The euphoria is hard to miss but there’s another factor that investors should not ignore – hope.
The liquidity driven rally has taken benchmark indices to record highs, along with nearly 100 stocks on the BSE, but will the rally hold? This is one question which everybody is asking right now.
The S&P BSE Sensex surpassed its previous lifetime high of 30,024.75 recorded on March 4, 2015, to hit 30,184.22 on Thursday while the Nifty50 hit a fresh record high of 9,367 on Wednesday.
The euphoria in the market is hard to miss but there is another factor which investors should not turn their blind eye on i.e. ‘hope’. The hope-based rally drove Indian market to record high supported by strong global and domestic liquidity. But, it is time to turn cautious.
The benchmark indices are trading in uncharted territories and given the fact we are not completely decoupled from the rest of the world, chances of a correction is higher in the short term, although the bull market argument still remains intact, suggest experts.
It will be difficult for investors to make easy money but for long term investors, any corrections towards 9,000 will be a good buying opportunity.
“In the short-term, the rally that we are seeing is largely led by global factors. The recent bounce we have seen post 9,000 as well has to do with an EM rally, global equities everybody has pounced because of the Macron trade or the tax reforms in the US, but the near-term the global tide seems to be lifting the Indian equities meaningfully,” Sanjay Mookim, Director, India Equity Strategy, BofAML told CNBC-TV18.
“The worry is that since we are not decoupled because of a specific growth, any global correction would affect us as well. Given valuations are so high, there is enough room for the market to come down. We advise caution in near-term,” he said.
Mookim is not alone with his cautious stance on market. Some experts say that the pain could well be felt in the near-term because there are a lot of headwinds with respect to some global as well as domestic triggers.

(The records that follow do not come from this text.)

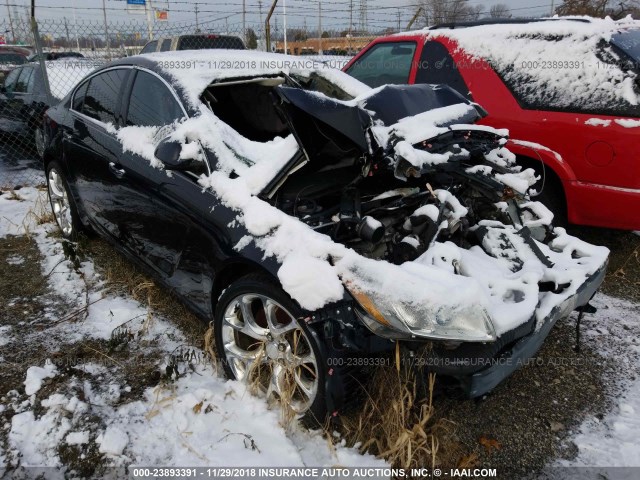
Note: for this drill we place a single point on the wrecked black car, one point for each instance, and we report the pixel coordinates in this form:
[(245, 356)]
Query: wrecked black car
[(316, 220)]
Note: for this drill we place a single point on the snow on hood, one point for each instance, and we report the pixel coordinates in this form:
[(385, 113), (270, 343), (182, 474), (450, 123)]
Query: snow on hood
[(486, 284), (558, 62), (194, 70)]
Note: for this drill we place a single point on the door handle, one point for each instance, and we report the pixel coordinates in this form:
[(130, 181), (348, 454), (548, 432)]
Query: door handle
[(118, 172)]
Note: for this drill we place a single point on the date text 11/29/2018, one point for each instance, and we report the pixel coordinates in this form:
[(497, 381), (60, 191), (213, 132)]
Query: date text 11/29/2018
[(270, 473)]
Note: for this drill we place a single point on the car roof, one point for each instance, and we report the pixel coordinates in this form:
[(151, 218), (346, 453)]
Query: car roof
[(504, 21), (191, 71), (492, 28)]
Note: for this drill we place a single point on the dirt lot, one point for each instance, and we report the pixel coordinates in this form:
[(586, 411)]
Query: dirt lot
[(519, 428)]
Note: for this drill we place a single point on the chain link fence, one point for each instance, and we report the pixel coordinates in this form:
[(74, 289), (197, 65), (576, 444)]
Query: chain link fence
[(72, 49)]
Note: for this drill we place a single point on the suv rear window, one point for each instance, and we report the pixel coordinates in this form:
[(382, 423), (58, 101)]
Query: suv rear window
[(384, 63), (200, 42)]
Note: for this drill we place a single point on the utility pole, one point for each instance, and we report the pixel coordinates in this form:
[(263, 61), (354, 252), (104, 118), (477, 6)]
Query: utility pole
[(320, 27), (66, 29), (148, 8), (284, 23), (267, 27), (350, 24), (106, 28), (75, 25), (414, 18), (13, 33), (260, 31)]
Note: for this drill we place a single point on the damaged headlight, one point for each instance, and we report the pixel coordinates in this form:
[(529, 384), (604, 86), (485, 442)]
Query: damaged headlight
[(395, 319)]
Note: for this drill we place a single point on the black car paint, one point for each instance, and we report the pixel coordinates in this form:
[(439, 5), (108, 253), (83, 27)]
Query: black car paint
[(184, 236), (163, 223)]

Saurabh Mukherjea of Ambit Capital told CNBC-TV18 said that stock market, by and large, is overvalued, but not in a bubble territory yet. “We are saying the Sensex should be around 31,000 – that is not enough upside to take a conviction buy in the market,” he said.

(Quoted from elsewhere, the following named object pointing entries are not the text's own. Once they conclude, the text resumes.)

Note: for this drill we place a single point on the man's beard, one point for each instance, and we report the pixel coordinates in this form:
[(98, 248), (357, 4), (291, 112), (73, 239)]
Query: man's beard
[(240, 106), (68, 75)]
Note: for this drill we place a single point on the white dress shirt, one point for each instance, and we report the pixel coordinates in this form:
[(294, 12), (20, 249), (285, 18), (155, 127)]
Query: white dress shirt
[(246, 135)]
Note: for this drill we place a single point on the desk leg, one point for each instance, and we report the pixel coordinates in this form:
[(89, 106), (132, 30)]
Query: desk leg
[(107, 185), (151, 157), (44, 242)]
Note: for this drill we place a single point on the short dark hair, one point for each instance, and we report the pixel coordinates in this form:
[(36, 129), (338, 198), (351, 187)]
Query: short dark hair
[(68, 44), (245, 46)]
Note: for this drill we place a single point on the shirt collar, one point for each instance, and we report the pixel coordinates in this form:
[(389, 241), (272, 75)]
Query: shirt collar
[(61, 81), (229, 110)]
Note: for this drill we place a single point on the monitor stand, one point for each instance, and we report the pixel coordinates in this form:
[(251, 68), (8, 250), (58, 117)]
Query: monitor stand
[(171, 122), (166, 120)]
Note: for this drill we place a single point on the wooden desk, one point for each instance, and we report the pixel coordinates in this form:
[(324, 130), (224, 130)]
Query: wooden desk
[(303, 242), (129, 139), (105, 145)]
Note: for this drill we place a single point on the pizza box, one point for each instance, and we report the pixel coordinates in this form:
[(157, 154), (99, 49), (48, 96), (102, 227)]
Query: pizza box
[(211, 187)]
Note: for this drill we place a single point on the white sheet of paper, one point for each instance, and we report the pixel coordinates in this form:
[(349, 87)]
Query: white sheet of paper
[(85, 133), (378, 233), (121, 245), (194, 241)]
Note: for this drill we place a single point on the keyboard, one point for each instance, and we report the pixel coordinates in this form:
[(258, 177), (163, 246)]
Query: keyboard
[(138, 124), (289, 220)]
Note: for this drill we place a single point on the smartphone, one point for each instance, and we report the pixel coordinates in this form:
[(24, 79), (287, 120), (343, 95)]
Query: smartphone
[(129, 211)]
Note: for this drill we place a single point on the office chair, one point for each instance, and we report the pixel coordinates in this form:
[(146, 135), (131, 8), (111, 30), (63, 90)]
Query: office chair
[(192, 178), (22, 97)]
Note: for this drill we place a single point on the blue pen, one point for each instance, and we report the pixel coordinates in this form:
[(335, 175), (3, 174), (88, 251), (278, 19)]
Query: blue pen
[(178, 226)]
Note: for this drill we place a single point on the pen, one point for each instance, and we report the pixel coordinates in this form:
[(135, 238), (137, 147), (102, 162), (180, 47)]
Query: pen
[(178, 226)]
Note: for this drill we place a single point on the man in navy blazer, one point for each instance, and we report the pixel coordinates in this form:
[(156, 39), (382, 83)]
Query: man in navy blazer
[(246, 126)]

“However, that said the stock market is not what is worrying me. In fact what is worrying me is the state of the bond market and the elevated levels of pricing or rather the very fine levels of debt pricing that we are seeing in the non-convertible debenture (NCD) market,” said Mukherjea.

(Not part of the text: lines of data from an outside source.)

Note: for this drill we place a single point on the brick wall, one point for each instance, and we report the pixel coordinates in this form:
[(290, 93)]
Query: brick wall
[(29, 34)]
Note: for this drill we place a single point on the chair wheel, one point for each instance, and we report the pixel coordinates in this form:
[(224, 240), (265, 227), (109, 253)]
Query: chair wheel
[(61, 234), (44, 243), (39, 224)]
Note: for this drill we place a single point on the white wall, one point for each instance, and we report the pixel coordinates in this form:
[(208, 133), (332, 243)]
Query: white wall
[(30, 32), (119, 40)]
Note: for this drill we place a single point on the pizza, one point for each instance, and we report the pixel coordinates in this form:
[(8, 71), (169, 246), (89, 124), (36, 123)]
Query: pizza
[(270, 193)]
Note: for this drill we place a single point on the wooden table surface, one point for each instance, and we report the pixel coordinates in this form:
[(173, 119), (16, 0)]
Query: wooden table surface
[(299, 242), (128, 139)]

Experts advise investors to remain cautious but that doesn’t mean they go short on markets. Investors can stay long but with don’t forget to put a stop loss in place or hedge their portfolio with some put options.
Dalton Capital believes that the Street seems to be assuming that there are no problems or hiccups seen.
“GST will unsettle businesses in India, French elections have not given a complete verdict, NPA problems for banks in India are yet to be resolved,” UR Bhat, Managing Director, Dalton Capital Advisors told CNBC-TV18. While a few pockets are seeing growth, overall growth has been lacking, he said.
“Currently, the market is taking the best of outcomes of all events. So, it is quite clear, that there can be quite a lot of hiccups ahead,” Bhat added.